The land has a varied human history and went through many hands before the state obtained it. There are at least two cemeteries and a hundred miles of trail, mostly old roads.

Besides the Dupont company, Camp Summit, a ritzy summer camp, had been in business for twenty years. They built Lake Julia, the largest lake in the current forest. Here’s what we discovered.

Several buildings were left on the property, accessible by an easy bushwhack. I led a couple of hikes that included the buildings.

Old Camp Summit building
Old Camp Summit building

But when we went to find them this time, the Camp Summit buildings were gone. All that was left were rusted I-beams and burnt wood. A few bricks were on the ground.

It was obvious that the NC Forest had burned the structures. I am so glad that I took pictures of the decrepit buildings, while I still could.

When we found a ranger, I asked him what happened to the buildings. He confirmed that the NC Forest Service burned them because they were a safety hazard.

“How did you know?” He asked.

“We walked over there,” I said.

What's left of the Summit buildings
What’s left of the Summit buildings

The ranger thought we had taken a trail which clearly said “No unauthorized entry” but we hadn’t. We went off-trail.

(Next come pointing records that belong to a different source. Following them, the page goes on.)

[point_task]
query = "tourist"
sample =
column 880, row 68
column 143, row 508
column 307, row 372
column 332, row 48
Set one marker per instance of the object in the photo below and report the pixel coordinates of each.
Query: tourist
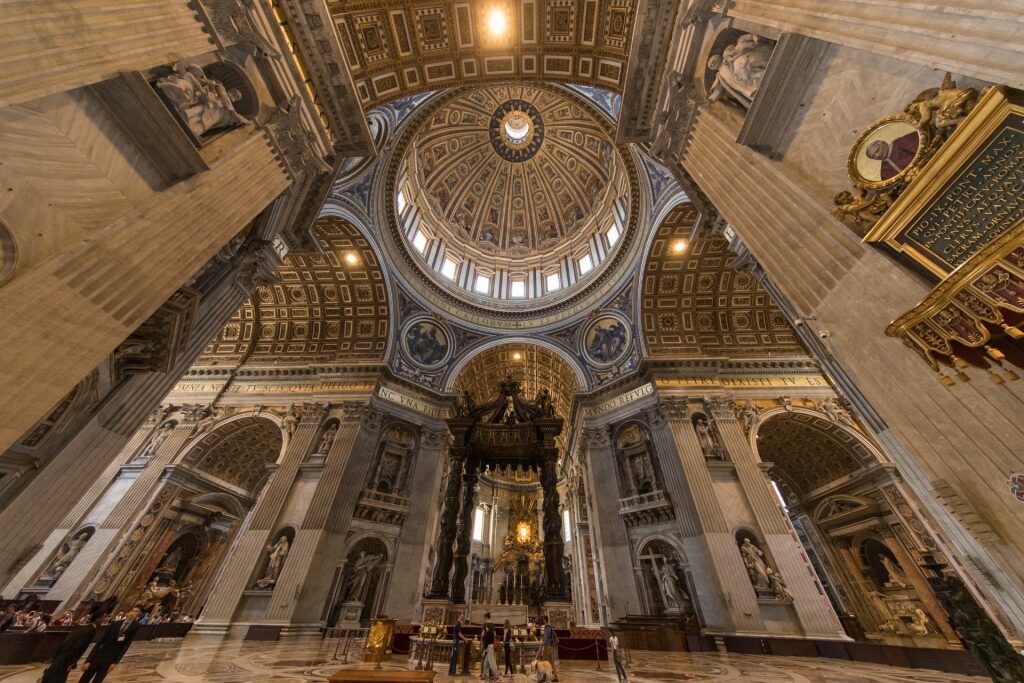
column 550, row 647
column 507, row 641
column 72, row 649
column 111, row 646
column 616, row 654
column 457, row 640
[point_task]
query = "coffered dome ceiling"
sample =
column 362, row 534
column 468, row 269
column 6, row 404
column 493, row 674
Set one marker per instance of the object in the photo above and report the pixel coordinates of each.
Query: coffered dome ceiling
column 513, row 172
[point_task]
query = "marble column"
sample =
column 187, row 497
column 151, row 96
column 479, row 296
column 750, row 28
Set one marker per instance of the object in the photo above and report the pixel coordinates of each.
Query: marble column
column 304, row 584
column 414, row 545
column 252, row 541
column 953, row 445
column 440, row 582
column 55, row 46
column 463, row 538
column 813, row 609
column 736, row 609
column 66, row 315
column 554, row 546
column 609, row 539
column 75, row 478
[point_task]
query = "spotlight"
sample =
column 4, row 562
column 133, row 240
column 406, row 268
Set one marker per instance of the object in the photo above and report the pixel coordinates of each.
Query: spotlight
column 497, row 22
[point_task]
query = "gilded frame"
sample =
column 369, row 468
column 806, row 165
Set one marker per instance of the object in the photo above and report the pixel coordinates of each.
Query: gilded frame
column 970, row 135
column 851, row 161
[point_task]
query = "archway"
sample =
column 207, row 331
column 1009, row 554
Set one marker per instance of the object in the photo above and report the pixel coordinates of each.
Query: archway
column 841, row 496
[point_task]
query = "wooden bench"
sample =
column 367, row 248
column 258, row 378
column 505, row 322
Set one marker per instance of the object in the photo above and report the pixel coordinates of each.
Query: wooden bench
column 367, row 675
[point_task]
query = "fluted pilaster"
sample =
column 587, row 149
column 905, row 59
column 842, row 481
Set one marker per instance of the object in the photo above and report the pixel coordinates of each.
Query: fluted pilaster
column 414, row 542
column 252, row 541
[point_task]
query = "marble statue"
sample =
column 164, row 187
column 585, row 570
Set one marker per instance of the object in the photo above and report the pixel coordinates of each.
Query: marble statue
column 777, row 585
column 756, row 567
column 707, row 438
column 896, row 577
column 204, row 425
column 275, row 561
column 291, row 420
column 675, row 596
column 919, row 622
column 358, row 575
column 327, row 439
column 66, row 555
column 739, row 70
column 203, row 102
column 159, row 438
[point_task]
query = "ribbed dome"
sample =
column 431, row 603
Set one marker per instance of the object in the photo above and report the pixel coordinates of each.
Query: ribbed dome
column 513, row 171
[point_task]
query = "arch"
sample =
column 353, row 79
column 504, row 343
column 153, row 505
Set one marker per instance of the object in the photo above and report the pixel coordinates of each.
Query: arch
column 692, row 303
column 808, row 450
column 466, row 356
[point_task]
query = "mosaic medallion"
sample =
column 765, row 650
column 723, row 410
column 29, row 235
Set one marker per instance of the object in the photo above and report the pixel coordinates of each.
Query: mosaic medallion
column 516, row 130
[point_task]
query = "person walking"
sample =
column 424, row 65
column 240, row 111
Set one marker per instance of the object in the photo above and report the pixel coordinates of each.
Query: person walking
column 111, row 646
column 457, row 640
column 507, row 642
column 616, row 654
column 71, row 650
column 489, row 666
column 550, row 647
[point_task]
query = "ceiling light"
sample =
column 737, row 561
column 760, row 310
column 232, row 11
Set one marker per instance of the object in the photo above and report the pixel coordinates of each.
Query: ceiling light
column 497, row 23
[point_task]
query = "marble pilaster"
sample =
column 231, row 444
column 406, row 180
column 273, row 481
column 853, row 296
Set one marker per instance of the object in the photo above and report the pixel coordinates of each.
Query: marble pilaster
column 414, row 541
column 813, row 609
column 252, row 541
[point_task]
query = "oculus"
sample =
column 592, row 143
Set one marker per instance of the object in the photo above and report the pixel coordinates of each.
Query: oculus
column 516, row 130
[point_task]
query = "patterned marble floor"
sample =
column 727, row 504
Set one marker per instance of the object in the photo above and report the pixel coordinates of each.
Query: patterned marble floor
column 214, row 660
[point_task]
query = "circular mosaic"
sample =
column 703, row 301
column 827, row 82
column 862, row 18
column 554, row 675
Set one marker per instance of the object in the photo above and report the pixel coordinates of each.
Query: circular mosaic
column 426, row 343
column 606, row 340
column 516, row 130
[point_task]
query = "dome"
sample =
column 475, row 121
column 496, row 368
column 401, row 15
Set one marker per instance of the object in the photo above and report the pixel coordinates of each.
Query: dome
column 512, row 191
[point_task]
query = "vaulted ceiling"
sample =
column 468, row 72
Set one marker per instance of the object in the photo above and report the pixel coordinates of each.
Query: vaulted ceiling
column 327, row 306
column 695, row 304
column 396, row 48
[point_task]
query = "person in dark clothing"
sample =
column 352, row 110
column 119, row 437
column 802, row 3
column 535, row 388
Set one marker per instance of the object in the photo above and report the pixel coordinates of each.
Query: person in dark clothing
column 507, row 642
column 457, row 641
column 111, row 646
column 71, row 650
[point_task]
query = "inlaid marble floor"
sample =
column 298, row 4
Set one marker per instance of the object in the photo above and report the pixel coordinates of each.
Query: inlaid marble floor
column 213, row 660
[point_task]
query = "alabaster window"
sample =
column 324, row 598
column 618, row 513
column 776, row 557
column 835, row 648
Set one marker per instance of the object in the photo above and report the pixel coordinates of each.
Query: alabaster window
column 553, row 282
column 482, row 285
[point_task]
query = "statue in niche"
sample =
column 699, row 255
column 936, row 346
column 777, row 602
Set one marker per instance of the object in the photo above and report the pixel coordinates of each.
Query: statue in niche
column 919, row 622
column 168, row 568
column 755, row 563
column 709, row 445
column 358, row 577
column 211, row 417
column 291, row 420
column 739, row 70
column 275, row 561
column 204, row 103
column 896, row 577
column 66, row 555
column 777, row 585
column 675, row 596
column 158, row 438
column 327, row 439
column 750, row 415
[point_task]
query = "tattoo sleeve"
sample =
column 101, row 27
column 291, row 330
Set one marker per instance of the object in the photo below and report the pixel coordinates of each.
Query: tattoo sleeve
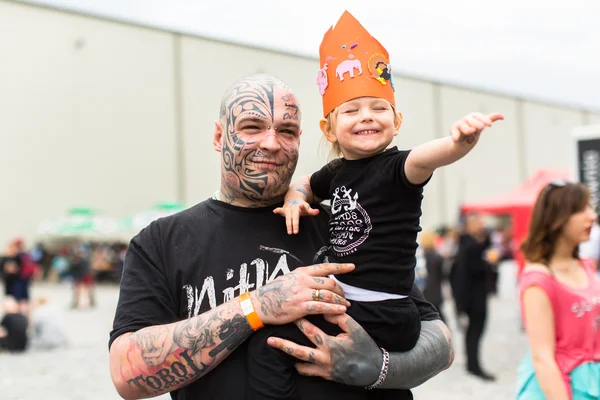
column 432, row 354
column 163, row 358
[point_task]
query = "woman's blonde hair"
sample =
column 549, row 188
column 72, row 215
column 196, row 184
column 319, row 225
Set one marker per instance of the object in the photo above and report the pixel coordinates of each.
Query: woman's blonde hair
column 329, row 123
column 551, row 212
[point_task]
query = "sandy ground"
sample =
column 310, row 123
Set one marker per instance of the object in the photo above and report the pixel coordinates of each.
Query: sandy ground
column 81, row 370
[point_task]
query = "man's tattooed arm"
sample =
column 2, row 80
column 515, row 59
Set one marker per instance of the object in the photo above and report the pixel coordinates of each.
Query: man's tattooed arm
column 163, row 358
column 433, row 353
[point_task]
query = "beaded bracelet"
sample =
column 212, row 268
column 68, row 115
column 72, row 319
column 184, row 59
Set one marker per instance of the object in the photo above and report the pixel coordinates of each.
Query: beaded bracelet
column 384, row 369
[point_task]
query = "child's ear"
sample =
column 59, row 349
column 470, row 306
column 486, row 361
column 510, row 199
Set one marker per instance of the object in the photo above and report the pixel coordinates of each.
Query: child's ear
column 397, row 122
column 327, row 131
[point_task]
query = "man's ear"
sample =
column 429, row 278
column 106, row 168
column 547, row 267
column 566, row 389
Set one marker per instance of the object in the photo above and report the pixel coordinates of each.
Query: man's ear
column 218, row 137
column 327, row 131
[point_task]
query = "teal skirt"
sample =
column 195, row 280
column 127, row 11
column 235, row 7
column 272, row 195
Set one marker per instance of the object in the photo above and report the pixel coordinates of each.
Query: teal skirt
column 585, row 381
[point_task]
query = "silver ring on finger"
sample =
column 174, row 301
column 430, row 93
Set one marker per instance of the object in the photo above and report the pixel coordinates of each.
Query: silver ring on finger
column 317, row 295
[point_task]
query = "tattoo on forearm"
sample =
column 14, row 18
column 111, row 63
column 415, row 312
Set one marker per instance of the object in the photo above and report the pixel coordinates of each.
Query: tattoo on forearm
column 432, row 354
column 302, row 190
column 194, row 347
column 273, row 296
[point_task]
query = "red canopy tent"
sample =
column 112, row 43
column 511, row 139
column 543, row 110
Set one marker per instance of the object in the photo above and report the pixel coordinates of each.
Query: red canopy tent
column 518, row 203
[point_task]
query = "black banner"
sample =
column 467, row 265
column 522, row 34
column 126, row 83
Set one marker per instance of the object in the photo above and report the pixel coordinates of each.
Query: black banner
column 588, row 163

He tried to intimidate me by telling me that that was illegal and I would be fined and maybe even thrown out of the forest.

Well, he was wrong.

There’s nothing in all the rules and regs on the map that says that hikers have to stay on the trail. His behavior was so different and belligerent, compared to National Park Service rangers, who really do want you on the land and try to make you welcome. I could have pulled out a piece of paper and gotten his name, but he probably would have walked away.

Another change.

On the Lake Julian Road, the old clubhouse was removed. The area was just cleared now. No need for a picture of a flat, empty space, like a missing tooth.